Apparì infatti il Santo, con la ricca veste e l’aureola intorno al capo, e disse: - Ubaldo, Nostra Signora di Loreto ti salverà. Guarda nella direzione in cui è fuggito Corrado; vedrai che tu non scorgi più il fuggiasco, ma vedi una casa nuova. Ebbene, in quella casa senza uscite, che la Madre di Dio ha fatto sorgere a un tratto per custodire il ribaldo, è imprigionato il tuo bambino. Corri a liberarlo da Corrado, che lo vuole uccidere.

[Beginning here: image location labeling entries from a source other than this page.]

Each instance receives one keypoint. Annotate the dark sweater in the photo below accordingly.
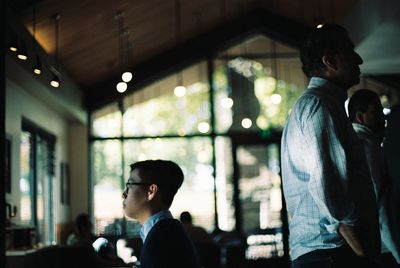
(168, 245)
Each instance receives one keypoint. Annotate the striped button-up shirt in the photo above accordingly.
(325, 178)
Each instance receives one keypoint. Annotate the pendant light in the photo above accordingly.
(21, 53)
(121, 86)
(55, 81)
(37, 69)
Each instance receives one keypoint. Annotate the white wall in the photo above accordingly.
(24, 100)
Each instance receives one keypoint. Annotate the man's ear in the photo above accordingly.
(329, 62)
(360, 117)
(153, 189)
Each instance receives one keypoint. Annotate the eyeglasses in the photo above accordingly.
(129, 184)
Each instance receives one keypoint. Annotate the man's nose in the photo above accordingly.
(359, 59)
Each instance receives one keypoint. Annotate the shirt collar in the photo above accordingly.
(368, 133)
(328, 87)
(150, 222)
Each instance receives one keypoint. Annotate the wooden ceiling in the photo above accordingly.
(89, 36)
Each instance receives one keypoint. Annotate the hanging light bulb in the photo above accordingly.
(38, 67)
(180, 91)
(246, 122)
(13, 44)
(122, 87)
(276, 98)
(127, 77)
(203, 127)
(55, 82)
(227, 103)
(22, 54)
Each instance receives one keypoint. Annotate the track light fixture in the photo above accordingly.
(37, 69)
(13, 46)
(127, 77)
(122, 87)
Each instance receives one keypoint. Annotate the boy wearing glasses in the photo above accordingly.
(149, 193)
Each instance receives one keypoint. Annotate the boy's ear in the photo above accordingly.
(153, 189)
(360, 117)
(329, 62)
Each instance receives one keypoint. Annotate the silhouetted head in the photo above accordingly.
(185, 217)
(328, 52)
(365, 108)
(151, 187)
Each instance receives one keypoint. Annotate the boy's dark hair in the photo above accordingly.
(326, 40)
(360, 101)
(167, 175)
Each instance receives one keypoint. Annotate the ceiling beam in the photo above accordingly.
(201, 47)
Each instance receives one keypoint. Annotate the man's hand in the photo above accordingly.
(351, 238)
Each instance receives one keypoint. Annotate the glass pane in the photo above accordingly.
(44, 203)
(194, 156)
(159, 109)
(224, 182)
(261, 199)
(106, 122)
(107, 184)
(26, 179)
(256, 84)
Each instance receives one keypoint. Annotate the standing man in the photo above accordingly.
(391, 149)
(149, 193)
(328, 191)
(366, 114)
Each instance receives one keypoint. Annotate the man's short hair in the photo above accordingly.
(82, 222)
(360, 101)
(325, 40)
(167, 175)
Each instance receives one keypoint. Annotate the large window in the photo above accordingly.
(36, 181)
(208, 128)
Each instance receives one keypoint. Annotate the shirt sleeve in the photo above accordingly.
(329, 184)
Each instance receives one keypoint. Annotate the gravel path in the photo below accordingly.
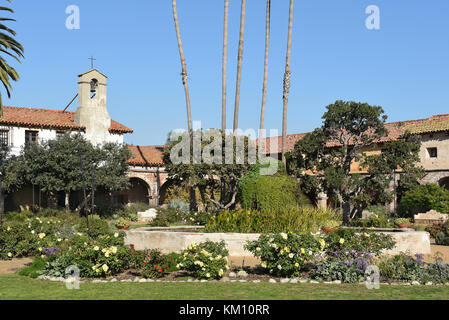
(11, 266)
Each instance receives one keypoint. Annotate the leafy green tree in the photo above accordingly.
(210, 177)
(275, 193)
(12, 48)
(424, 198)
(323, 158)
(68, 163)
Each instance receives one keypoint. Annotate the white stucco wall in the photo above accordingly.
(439, 141)
(16, 137)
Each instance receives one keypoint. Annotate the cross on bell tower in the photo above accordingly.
(92, 59)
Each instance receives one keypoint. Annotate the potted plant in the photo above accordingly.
(122, 223)
(402, 222)
(330, 225)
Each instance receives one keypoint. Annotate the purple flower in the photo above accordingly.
(50, 251)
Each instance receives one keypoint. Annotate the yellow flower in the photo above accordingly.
(322, 243)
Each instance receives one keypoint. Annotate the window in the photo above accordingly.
(30, 136)
(4, 134)
(432, 152)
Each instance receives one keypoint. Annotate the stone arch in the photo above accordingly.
(444, 182)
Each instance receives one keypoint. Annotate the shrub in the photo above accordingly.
(350, 240)
(285, 254)
(207, 260)
(179, 205)
(424, 198)
(270, 193)
(35, 269)
(402, 221)
(154, 264)
(346, 266)
(105, 255)
(374, 221)
(294, 220)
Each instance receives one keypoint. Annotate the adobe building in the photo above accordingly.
(434, 153)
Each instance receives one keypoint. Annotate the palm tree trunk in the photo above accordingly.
(183, 64)
(265, 74)
(287, 80)
(239, 66)
(225, 59)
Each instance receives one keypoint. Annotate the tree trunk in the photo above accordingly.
(265, 74)
(239, 66)
(225, 60)
(67, 200)
(346, 212)
(287, 80)
(183, 65)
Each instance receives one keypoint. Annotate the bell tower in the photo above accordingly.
(92, 112)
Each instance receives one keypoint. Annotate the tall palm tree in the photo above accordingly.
(287, 80)
(265, 74)
(239, 66)
(184, 67)
(12, 48)
(225, 60)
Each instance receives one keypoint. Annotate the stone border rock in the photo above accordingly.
(227, 279)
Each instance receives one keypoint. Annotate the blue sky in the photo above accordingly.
(403, 67)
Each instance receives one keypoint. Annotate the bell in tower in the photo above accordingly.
(92, 112)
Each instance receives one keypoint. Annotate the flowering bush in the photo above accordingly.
(207, 260)
(346, 266)
(285, 254)
(27, 238)
(105, 255)
(252, 221)
(151, 263)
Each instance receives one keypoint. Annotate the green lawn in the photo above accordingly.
(19, 287)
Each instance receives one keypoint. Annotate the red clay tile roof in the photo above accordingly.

Ubaldo corse fuori, seguìto da gran parte d’invitati e di servi, e giunto alla casa vide, dalle solide inferriate, che il cugino affilava sopra una pietra la lama del coltellaccio che prima portava alla cintola, dicendo: - Se Ubaldo non mi dona l’altra metà della rendita de’ suoi beni in cambio della vita del figliuol suo, è un padre snaturato. Non vedo il momento che egli torni a ramingare, e che io possa insediarmi nel castello. E arrotava sempre il coltellaccio. - Rendimi mio figlio! - urlò Ubaldo attraverso le inferriate. - Non son così pazzo; cedimi tutto quello che possiedi e lo avrai. Ubaldo esitò. Non poteva ridurre la moglie e il bambino alla miseria. Invece di rispondere, egli invocò il vecchio Santo:
O morto mendicante, presto accorri;
Chi la tomba ti die’, tosto soccorri!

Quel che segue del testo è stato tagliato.